Much like the first two debates in this campaign, there really wasn’t any kind of home run hit or gaffe committed by either of the candidates, and certainly nothing that would seem to be guaranteed to change the tone of the race significantly in the next eleven days, and certainly nothing that would blunt McAuliffe’s momentum going forward. Some Virginia conservatives are contending today that McAuliffe’s line about the National Rifle Association is going to hurt him in the race, citing the fact that previous candidates for Governor of both parties have been generally solicitous of the group and loath to cross its path. Frankly, I’m not sure its going to matter. Yes, there are many parts of the state where any kind of support for gun control is going to hurt a candidate in the polls, but to be honest McAuliffe isn’t going to win in those parts of the state. Instead, McAuliffe’s position is quite clearly aimed at the suburban vote in Northern Virginia and Tidewater, and the fact that he’s running commercials up here touting his support for expanded background checks, an issue that has overwhelming public support in the Commonwealth. My guess is that the NRA line, even if it ends up in a commercial over the coming week, has little to no effect on the race.
The bigger point of the debate, though, was that this was essentially Cuccinelli’s last chance to turn the tide in the race, albeit at an incredibly late date. Even halfway through the thing, it was clear that he was failing in that regard. Neither he nor McAuliffe are what I would call great debaters, and both candidates did a very good job at evading requests for specifics abiout their plans, but it was Cuccinelli who went into last night trailing badly in the polls and he’s the one who had the burden. In the end, it seems pretty clear to me that he failed to meet that burden. Now, we’re headed into the final ten days of the campaign and both campaigns will be focused on getting out their respective bases. Based on the polls, that’s going to be a far easier task for McAuliffe than Cuccinelli.
The forecast also sees good news for Virginia Democrats in the down ballot races:
With the election dynamics moving in the Democrats’ favor, the race for lieutenant governor is now Safe Democratic. Not only is Jackson controversial for his political views, but his campaign has been a mess. New revelations about his past financial problems and his campaign’s failures to properly disclose donations reflect a sloppiness or incompetence that was always going to make it hard for him to win. Now in the final days of the campaign, state Sen. Ralph Northam’s (D) campaign is going to hammer Jackson with television ads and mailers using the large volume of opposition research at its fingertips. Northam has raised significantly more than Jackson, so he will have the resources to do this effectively.
Meanwhile, the battle between the Marks for the state’s attorney general position is going to be the real race to watch on election night. Because of the likely coattails from McAuliffe and Northam, we’re moving this very close race from Toss-up to Leans Democratic.

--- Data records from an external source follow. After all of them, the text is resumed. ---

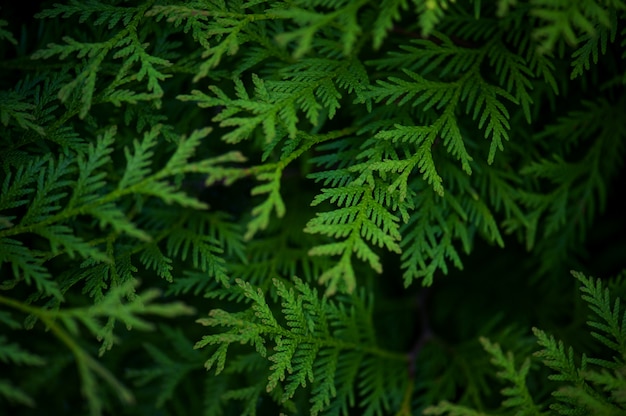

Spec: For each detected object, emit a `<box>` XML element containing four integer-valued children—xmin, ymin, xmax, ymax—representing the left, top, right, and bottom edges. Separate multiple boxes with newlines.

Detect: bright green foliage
<box><xmin>196</xmin><ymin>279</ymin><xmax>405</xmax><ymax>415</ymax></box>
<box><xmin>425</xmin><ymin>272</ymin><xmax>626</xmax><ymax>415</ymax></box>
<box><xmin>0</xmin><ymin>0</ymin><xmax>626</xmax><ymax>416</ymax></box>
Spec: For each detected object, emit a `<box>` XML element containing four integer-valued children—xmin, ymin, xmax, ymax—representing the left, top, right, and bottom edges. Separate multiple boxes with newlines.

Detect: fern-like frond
<box><xmin>196</xmin><ymin>279</ymin><xmax>404</xmax><ymax>414</ymax></box>
<box><xmin>480</xmin><ymin>337</ymin><xmax>542</xmax><ymax>416</ymax></box>
<box><xmin>305</xmin><ymin>183</ymin><xmax>407</xmax><ymax>294</ymax></box>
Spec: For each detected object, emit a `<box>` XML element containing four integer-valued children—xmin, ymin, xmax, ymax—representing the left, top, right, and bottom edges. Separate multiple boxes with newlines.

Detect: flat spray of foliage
<box><xmin>0</xmin><ymin>0</ymin><xmax>626</xmax><ymax>416</ymax></box>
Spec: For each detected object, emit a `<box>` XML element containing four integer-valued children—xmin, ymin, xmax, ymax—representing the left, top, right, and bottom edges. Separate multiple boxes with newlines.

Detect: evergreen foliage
<box><xmin>0</xmin><ymin>0</ymin><xmax>626</xmax><ymax>416</ymax></box>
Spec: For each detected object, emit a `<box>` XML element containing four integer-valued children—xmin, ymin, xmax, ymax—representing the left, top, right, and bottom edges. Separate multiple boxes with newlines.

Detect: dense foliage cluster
<box><xmin>0</xmin><ymin>0</ymin><xmax>626</xmax><ymax>416</ymax></box>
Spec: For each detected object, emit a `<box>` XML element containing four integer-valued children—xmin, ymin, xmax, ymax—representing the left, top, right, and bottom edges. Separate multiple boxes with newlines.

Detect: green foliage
<box><xmin>0</xmin><ymin>0</ymin><xmax>626</xmax><ymax>416</ymax></box>
<box><xmin>424</xmin><ymin>272</ymin><xmax>626</xmax><ymax>415</ymax></box>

The Attorney General’s race could be the one bright spot for the GOP this year. Obsenshain has managed to run a fairly independent campaign that has disassociated him from both Cuccinelli and Jackson, which is likely the main reason why he remains competitive in the polls. Additionally, there’s the historical oddity that, regardless of who has won the top two races, Republicans have won the Attorney General’s race in every election going back to 1993. If Obenshain does win, though, he’ll likely be the lone Republican victory in what will otherwise be a bad night for Virginia Republicans.